First, they’ll track drums live in the studio, showcasing some of the techniques Nolly uses to capture Matt’s unique, nuanced performances. They’ll cover their approach to tuning, mic selection, mic positioning, and some of their own tricks for handling mic bleed and other common challenges.

Next, they’ll walk through a complete mix using an actual session from “Juggernaut” and the drum tracks they just recorded. They’ll cover their overall approach to mixing, then go into detail on approaches for compression, EQ, and effects for every instrument.

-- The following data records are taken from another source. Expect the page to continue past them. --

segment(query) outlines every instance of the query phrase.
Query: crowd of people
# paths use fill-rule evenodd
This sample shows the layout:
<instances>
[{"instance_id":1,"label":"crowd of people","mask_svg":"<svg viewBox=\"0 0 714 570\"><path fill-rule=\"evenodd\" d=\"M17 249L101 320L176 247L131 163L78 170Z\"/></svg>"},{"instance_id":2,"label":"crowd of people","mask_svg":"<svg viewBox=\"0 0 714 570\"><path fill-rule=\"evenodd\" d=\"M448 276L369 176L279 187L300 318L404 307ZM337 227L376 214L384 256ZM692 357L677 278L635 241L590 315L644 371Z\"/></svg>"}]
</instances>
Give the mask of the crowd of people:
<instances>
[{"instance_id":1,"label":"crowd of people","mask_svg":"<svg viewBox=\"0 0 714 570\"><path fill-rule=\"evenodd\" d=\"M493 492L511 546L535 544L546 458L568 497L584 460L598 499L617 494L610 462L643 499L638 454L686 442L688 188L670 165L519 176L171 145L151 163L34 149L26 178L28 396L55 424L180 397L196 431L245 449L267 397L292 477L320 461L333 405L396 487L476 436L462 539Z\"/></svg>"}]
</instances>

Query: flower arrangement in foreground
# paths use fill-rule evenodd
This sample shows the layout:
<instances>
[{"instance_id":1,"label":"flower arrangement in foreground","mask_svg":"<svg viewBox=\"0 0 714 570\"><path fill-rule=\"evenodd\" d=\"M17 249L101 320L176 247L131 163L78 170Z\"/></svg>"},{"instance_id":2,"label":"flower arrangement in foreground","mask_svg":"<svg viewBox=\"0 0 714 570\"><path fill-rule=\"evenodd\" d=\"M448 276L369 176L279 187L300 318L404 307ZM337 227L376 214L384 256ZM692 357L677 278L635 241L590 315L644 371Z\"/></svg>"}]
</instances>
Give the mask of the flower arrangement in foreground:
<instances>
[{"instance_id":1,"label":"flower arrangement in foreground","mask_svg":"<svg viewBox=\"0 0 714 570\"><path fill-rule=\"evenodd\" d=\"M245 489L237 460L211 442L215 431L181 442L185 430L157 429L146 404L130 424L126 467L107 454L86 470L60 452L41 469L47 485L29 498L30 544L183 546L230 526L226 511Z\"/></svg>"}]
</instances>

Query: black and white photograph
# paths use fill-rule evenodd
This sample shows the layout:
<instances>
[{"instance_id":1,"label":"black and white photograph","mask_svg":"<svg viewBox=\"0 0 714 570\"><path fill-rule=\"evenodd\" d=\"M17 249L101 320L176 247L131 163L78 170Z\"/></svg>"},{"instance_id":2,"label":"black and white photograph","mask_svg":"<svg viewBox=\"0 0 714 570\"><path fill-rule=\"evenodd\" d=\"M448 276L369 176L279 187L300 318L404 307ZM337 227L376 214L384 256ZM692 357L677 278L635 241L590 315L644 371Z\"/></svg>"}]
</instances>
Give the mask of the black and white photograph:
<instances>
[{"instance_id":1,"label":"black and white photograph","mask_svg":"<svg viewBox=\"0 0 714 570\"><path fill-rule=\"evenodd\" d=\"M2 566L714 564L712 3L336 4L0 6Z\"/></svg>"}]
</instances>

This class will also include all of the samples that Matt and Nolly record live on the air available to download along with a bonus video of Nolly showing how to mic a guitar cabinet using the technique that he used to get the guitar tones on the Juggernaut album.

Reviews

Connor Smith
 

I haven't even finished the course and already my mixes have improved dramatically. Night and day difference. I haven't watched the portions with Matt as I'm using drum samples (GGD specifically), but I have no doubt it's great. Matt is always incredibly helpful and is a brilliant drummer. I thoroughly enjoy listening to Nolly, he's very articulate and his approach to audio engineering is flat out brilliant. I'm so happy I purchased this course. Before my mixes were good (balance and things of that nature) but lacked life and energy. I just wasn't getting the professional level sound I was searching for. Now, I am proud of my mixes and actually think they're getting to the point where they sound professional and don't sound like they were produced by a dude in his bedroom with about half of year of recording and audio engineering experience. The metal genre is difficult to mix as there's a lot going on and the "current metal sound" is very crisp and clear while still being very heavy and punchy. It isn't 80s dad metal where guitars are hissy and flubby. lol I am a huge Periphery fan and it's a privilege to watch Nolly share his knowledge. I really enjoy his approach as its very simple but very effective. He doesn't have insane mixing strategies, he just does what works and it's applicable to any DAW and is helpful for almost any genre of music. Brilliant course!